© La Défense

Un sous-marin russe devant la côte belge pour la première fois depuis la chute du mur

Le Vif

« Lors d’une matinée de tempête du mois de novembre 2015, un sous-marin russe est passé devant la côte belge. On avait plus vu ça depuis un quart de siècle » nous dit Carl Gillis, qui dirige le département de soutien de la Marine. Interview.

Au temps de la guerre froide, la chose n’était pas rare : les membres de l’OTAN organisaient des manoeuvres en mer et la Russie envoyait des sous-marins. Après la chute du mur de Berlin, les Russes ont disparu des régions sous l’égide de l’OTAN. De la partie sud de la mer Baltique en passant par la mer du Nord ou la Méditerranée, plus la moindre trace de sous-marin russe.

« La flotte russe ne sortait plus guère. Les bateaux étaient en mauvais état et le personnel peu formé. Ce temps est clairement révolu. » nous dit Carl Gillis. « La présence russe est aujourd’hui surtout perceptible dans la mer Baltique, mais elle s’étend aussi vers la mer Noire, la Méditerranée et jusque dans nos eaux territoriales. La Russie n’est pas seulement présente de manière plus assertive dans les airs, elle l’est aussi dans l’eau. Voir surgir ce sous-marin russe de près de 70 mètres n’a donc pas été un véritable choc. Surtout que nos alliés de l’OTAN nous avaient prévenus qu’un navire était en route.

Comment avez-vous réagi face à ce scénario digne d’un James Bond ?

Durant la guerre froide, nous avions des procédures pour espionner les sous-marins dans nos eaux territoriales. Nous les avons simplement sortis du tiroir. L’un de nos navires de patrouille, le Castor, l’a escorté à bonne distance. Le sous-marin a mis une demi-journée pour traverser la côte belge. Il était très lent à cause d’une météo capricieuse.

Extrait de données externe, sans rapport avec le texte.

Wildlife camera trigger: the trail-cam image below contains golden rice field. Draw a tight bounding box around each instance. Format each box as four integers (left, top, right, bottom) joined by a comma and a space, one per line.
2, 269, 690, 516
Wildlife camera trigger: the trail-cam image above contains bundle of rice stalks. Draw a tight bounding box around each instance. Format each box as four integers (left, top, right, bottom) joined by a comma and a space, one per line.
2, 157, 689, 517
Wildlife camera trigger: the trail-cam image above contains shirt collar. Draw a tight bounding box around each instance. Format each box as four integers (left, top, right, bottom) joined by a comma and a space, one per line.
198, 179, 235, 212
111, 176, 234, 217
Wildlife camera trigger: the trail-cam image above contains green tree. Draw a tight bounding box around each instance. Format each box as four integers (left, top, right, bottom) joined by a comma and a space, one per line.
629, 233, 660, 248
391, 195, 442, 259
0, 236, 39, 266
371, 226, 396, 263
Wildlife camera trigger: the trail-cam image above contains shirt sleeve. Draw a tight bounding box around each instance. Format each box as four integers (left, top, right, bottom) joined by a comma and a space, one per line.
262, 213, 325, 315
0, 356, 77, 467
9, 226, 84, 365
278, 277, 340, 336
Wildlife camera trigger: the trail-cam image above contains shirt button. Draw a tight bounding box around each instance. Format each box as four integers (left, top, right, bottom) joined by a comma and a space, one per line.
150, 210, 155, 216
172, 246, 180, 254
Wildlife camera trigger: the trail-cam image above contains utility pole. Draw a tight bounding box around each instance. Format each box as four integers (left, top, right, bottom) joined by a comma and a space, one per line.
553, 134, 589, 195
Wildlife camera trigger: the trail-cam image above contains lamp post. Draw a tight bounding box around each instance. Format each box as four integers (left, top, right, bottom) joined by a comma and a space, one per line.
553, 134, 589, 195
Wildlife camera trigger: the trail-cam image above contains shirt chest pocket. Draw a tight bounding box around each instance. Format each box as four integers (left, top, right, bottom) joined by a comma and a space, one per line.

Les sous-marins sont connus pour leur « invisibilité », ne sont-ils pas du coup plus difficile à tracer ?

Dans ce cas-ci, pas vraiment puisqu’il était à la surface lors de sa présence sur notre territoire. Il n’était cependant pas visible depuis la plage. Nous l’avons aperçu avec le téléobjectif du navire. Ils nous ont vus. Nous les avons vus. On s’est même fait des signes.

Pourquoi s’est-il montré ?

Le Canal est très étroit. C’est aussi l’un des passages les plus densément navigué au monde. Plus de 300.000 navires y passent chaque année. Pour leur sécurité, il n’était pas facile de rester immergé. C’est un peu comme si un piéton traversait une autoroute. En plus, les Russes ont le droit d’emprunter ce passage même sans s’annoncer puisque le Canal relie deux zones maritimes. Il a ensuite poursuivi sa route vers la Méditerranée où il a sans doute tiré des roquettes à portée longue sur la Syrie. Depuis l’été dernier, pas moins de 7 navires russes ont été aperçus le long de nos côtes. Plutôt que de faire un détour, ils choisissent la voie la plus courte. Les Russes ne présentent pas une menace directe. Pour l’instant, ils veulent surtout montrer qu’ils sont de retour ainsi que leur montée en puissance. Voir des navires de guerre lourdement armée devant nos côtes risque bien de devenir une habitude. Ce qui n’empêche pas de rester vigilants.

Cette présence vous surprend ?

Oui, surtout par la vitesse avec laquelle les choses ont évolué. La Russie est en train de moderniser sa flotte de façon spectaculaire. Elle veut atteindre la centaine de navires et un arsenal complet : armes nucléaires, torpilles et roquettes « longue distance », frégates, démineurs et destroyers.

Vu que la Russie est en guerre avec la Syrie, il est logique qu’elle envoie de navires dans la région, non ?

Pour l’instant, il y a près de 10 navires de guerre russes en Méditerranée. Ils sont là dans le cadre de la guerre avec la Syrie, mais aussi pour des raisons géopolitiques. On a découvert d’importants gisements de gaz et de pétrole dans ce territoire et Chypre, le Liban, Israël et l’Égypte veulent tous une part du gâteau. La Russie en tant que principale importatrice de gaz craint que ces nouveaux gisements fassent baisser les tarifs et réduisent de manière significative les revenus russes. Une partie de la stratégie russe pourrait donc être de provoquer l’insécurité dans la région afin que personne n’ait l’idée saugrenue d’explorer dès maintenant ces gisements.

Cette sortie n’est-elle pas juste un appel du pied au ministre ?

Nous avons gardé le silence durant des mois. Justement parce que les discussions autour d’un plan stratégique pour la marine étaient en cours. Maintenant que le ministre a pris la décision d’investir dans la marine, on peut enfin révéler cette histoire.